The image above was undoubtedly taken in the UK before departure and shows Hinkler sitting astride the fuselage of the Avian.The image below shows Hinkler's machine after arrival in Australia (thought to be in Queensland).


In the early 1920s Hinkler was a test pilot for A.V. Roe and Company and G-EBOV was the prototype Avian (production models were given the type number 594). The aircraft had taken place in three of the six Lympne trials and was modified to a type 581E for the historic flight. The Lympne trials were sponsored by the Daily Mail and organised annually from 1923 by the British Air Ministry in an attempt to encourage the design of practical light aircraft.

During 1926-27 Hinkler had successfully raced G-EBOV in the UK, although it was only powered by an 85hp Cirrus, and also made a non-stop flight to Riga, Latvia.

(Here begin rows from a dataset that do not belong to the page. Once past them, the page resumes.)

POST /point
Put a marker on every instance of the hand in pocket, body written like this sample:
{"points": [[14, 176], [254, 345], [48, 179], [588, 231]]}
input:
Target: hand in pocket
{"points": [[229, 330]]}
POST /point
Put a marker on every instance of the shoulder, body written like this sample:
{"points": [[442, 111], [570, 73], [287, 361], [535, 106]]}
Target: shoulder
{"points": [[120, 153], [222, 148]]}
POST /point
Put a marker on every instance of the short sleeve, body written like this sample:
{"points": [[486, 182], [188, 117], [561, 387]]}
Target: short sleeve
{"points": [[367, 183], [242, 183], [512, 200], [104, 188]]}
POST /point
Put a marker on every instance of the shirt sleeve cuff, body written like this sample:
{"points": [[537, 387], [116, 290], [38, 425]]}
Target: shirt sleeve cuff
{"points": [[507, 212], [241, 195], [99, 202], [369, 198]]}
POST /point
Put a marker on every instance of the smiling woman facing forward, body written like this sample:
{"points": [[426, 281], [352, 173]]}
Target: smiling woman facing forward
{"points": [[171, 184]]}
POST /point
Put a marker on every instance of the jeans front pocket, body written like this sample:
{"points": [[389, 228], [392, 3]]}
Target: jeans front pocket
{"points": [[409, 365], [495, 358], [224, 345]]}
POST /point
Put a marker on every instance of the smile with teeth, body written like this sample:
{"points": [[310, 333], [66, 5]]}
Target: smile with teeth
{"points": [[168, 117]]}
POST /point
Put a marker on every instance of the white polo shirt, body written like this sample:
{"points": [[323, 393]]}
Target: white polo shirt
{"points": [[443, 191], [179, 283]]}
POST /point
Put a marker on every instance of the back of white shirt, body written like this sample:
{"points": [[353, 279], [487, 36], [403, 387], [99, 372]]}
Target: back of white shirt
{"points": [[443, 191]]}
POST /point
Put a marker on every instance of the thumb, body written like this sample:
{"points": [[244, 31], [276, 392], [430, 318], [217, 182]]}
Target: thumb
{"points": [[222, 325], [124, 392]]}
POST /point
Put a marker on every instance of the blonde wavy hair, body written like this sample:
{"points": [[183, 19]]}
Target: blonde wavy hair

When Hinkler returned to the UK in 1929 he presented G-EBOV to the Queensland Government, and it is preserved today in the Queensland Museum, Brisbane.

Bert Hinkler

At left, Hinkler is carried on the shoulders of well-wishers greeting his arrival at Hamworth, UK, on 7 December 1931.

He had just completed a solo flight in a de Havilland Puss Moth from Canada to New York then non-stop to Jamaica, then to Venezuela, Guyana, Brazil, and then across the South Atlantic to Afric. From West Africa he flew to London.

For this feat Hinkler was awarded the Segrave Trophy, the Johnston Memorial Prize, and the Britannia Trophy for the most meritorious flying performance of the year. This was the first solo flight across the South Atlantic, Hinkler becoming only the second person to cross the Atlantic solo, after Charles Lindbergh.